Project category: New construction (completed December 2005)

Chief administrator: Linda White, President and CEO, (812) 450-5000

Firms: Hellmuth, Obata + Kassabaum, (314) 754-4097; Hafer & Associates, (812) 422-4187

Design team: Jeff Justice, Project Manager; Matt J. Brockman, Project Electrical Engineer; Ron Steinhart, Project Mechanical Engineer (Hafer & Associates); Brian Smyth, Project Manager; David Buckley, Project Designer; Andy Schwabe, Project Architect (Hellmuth, Obata + Kassabaum, Inc.)

Photography: Jerry Butts Photography

Total building area (sq. ft.): 461,000

Construction cost/sq. ft.: $182

Total construction cost (excluding land): $84,000,000

The 116-bed, full-service, acute care hospital for Deaconess Health System at the Gateway campus is designed to offer expandability and greater work efficiencies.

The new facility, Deaconess Gateway Hospital, is located on a 60-acre site and consists of three buildings totaling roughly 461,000 square feet—a six-story main hospital, a three-story heart facility, and a four-story physicians’ office building—united by a “Main Street” atrium.

Inside the main entrance, a two-story atrium with numerous skylights forms the nexus of the Main Street that unites the buildings. Designed as a streetscape-styled walkway and animated by the theme of “living water,” the space links a gift shop, a conference center, and a street-side café with diagnostic services, the emergency department, and elevators to surgery and the patient floors.

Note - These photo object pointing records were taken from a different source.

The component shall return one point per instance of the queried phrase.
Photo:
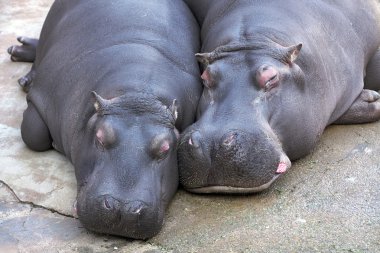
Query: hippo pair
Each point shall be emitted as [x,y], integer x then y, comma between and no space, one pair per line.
[275,74]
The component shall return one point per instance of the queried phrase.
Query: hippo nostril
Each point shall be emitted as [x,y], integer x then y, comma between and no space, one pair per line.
[108,202]
[230,139]
[194,139]
[136,207]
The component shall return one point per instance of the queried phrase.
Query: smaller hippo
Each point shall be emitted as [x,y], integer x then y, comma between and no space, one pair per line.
[111,87]
[275,74]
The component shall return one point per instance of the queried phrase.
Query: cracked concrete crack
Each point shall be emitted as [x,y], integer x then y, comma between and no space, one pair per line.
[33,205]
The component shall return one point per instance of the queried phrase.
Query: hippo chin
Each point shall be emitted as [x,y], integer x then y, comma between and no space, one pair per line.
[275,74]
[111,86]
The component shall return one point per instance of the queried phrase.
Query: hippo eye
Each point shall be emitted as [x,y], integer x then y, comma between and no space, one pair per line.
[105,136]
[206,78]
[160,147]
[267,77]
[271,83]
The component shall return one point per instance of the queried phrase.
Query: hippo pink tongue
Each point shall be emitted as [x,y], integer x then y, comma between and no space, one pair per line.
[282,167]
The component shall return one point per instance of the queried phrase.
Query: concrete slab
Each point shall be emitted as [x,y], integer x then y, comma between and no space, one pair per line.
[328,202]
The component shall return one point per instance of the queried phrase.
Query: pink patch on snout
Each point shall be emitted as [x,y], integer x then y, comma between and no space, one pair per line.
[164,147]
[100,134]
[282,167]
[205,76]
[265,75]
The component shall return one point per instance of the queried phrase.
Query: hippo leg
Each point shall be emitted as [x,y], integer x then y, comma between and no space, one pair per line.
[34,131]
[26,81]
[372,78]
[365,109]
[26,52]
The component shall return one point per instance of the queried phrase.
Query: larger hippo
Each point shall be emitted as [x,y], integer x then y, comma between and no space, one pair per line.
[276,73]
[111,85]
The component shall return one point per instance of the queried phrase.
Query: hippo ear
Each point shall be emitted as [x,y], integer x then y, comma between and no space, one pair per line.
[293,52]
[204,58]
[100,103]
[174,109]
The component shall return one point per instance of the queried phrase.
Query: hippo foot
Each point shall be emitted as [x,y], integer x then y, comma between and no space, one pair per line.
[365,109]
[24,53]
[26,81]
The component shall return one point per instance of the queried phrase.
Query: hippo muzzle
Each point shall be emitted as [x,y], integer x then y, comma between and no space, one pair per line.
[234,161]
[129,218]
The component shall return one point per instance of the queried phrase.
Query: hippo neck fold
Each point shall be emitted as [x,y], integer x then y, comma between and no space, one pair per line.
[139,103]
[260,40]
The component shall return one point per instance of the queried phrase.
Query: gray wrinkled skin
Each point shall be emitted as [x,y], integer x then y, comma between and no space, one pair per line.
[275,74]
[111,85]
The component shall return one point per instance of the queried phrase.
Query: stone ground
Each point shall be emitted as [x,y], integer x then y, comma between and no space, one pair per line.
[328,202]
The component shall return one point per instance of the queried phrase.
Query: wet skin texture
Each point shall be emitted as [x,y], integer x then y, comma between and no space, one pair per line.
[275,74]
[111,86]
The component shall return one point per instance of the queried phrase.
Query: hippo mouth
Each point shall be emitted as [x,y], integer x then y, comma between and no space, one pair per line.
[231,189]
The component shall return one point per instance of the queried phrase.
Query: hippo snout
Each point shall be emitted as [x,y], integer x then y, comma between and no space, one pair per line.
[107,214]
[232,161]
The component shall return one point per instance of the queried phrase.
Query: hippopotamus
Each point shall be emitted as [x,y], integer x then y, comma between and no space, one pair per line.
[111,87]
[275,75]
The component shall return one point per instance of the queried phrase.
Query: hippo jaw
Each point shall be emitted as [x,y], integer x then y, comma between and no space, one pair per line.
[128,218]
[231,189]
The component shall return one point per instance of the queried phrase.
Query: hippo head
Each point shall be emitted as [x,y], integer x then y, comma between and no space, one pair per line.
[127,170]
[250,120]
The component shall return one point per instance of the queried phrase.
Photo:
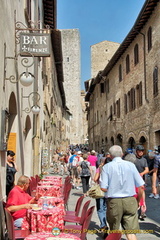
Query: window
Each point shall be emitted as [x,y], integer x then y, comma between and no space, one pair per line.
[120,73]
[127,64]
[101,87]
[107,86]
[125,104]
[133,104]
[155,81]
[118,108]
[136,54]
[139,94]
[29,9]
[111,114]
[149,36]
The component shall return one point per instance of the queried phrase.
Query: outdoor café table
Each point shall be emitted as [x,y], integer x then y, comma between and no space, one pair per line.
[50,183]
[50,236]
[53,177]
[54,201]
[43,220]
[49,190]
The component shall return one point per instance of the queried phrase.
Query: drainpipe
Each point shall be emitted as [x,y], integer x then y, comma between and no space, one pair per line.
[144,63]
[35,139]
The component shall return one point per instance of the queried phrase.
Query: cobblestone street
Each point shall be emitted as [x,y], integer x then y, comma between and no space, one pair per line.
[150,228]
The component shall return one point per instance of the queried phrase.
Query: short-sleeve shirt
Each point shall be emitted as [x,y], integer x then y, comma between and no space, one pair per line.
[157,164]
[120,178]
[18,197]
[141,164]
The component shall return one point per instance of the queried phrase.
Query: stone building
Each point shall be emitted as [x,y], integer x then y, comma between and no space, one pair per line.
[72,80]
[124,97]
[33,137]
[101,54]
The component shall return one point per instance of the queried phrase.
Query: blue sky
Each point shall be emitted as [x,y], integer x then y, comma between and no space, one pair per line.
[97,21]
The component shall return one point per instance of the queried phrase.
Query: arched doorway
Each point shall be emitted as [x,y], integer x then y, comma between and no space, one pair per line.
[131,143]
[112,141]
[119,139]
[143,142]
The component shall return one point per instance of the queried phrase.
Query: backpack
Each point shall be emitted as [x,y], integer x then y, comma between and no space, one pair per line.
[85,169]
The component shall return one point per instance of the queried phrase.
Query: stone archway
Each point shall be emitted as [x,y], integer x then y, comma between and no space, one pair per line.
[112,141]
[131,143]
[119,139]
[143,142]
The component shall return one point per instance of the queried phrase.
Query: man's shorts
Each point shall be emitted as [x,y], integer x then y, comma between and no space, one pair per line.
[122,211]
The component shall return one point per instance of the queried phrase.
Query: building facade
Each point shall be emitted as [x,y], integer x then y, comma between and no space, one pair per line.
[72,80]
[124,96]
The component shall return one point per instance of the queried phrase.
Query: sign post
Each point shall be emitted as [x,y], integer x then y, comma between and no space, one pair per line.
[36,44]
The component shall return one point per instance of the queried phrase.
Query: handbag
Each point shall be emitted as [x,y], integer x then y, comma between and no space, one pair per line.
[95,192]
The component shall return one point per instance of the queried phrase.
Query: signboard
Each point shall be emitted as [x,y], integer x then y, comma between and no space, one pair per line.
[38,44]
[12,142]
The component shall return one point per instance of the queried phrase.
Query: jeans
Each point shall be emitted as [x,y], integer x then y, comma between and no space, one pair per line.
[101,211]
[18,222]
[85,183]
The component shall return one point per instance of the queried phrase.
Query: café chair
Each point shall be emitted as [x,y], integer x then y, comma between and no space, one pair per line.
[66,194]
[14,234]
[80,230]
[114,236]
[77,207]
[76,219]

The design allows the hospital to double in size in a cost-effective manner. Departments with the highest projected growth (emergency, surgery, and imaging) are strategically placed to be easily expandable. The hospital will ultimately be able to expand its patient beds from 116 to 300.

The main hospital houses imaging, emergency services, labs, a kitchen, and a pharmacy on the first floor; surgery on the second floor; mechanical operations on the third floor; and patient rooms on floors four through six.

The heart facility features office and diagnostic services on the first floor; two operating rooms, two catheter labs with two rooms designed for future catheter labs, and pre- and postoperation rooms on the second floor; and 24 patient rooms on the third floor. The patient rooms are designed to implement multiacuity care so that patients won’t have to be moved from room to room.

In addition to accommodating future growth, the design optimizes the delivery of healthcare services. Nursing units were carefully laid out after a work-flow analysis to create an environment that allows nurses to spend as much time as possible at the patient’s bedside. Support spaces for medicine and supplies are strategically placed near patient rooms to minimize walking distance. Nurses’ stations have been decentralized so that each station can directly view and serve two patient rooms.

To minimize noise on patient floors, there are no doors into core support spaces from the patient corridors. Staff access support spaces by corridors through and across the core areas.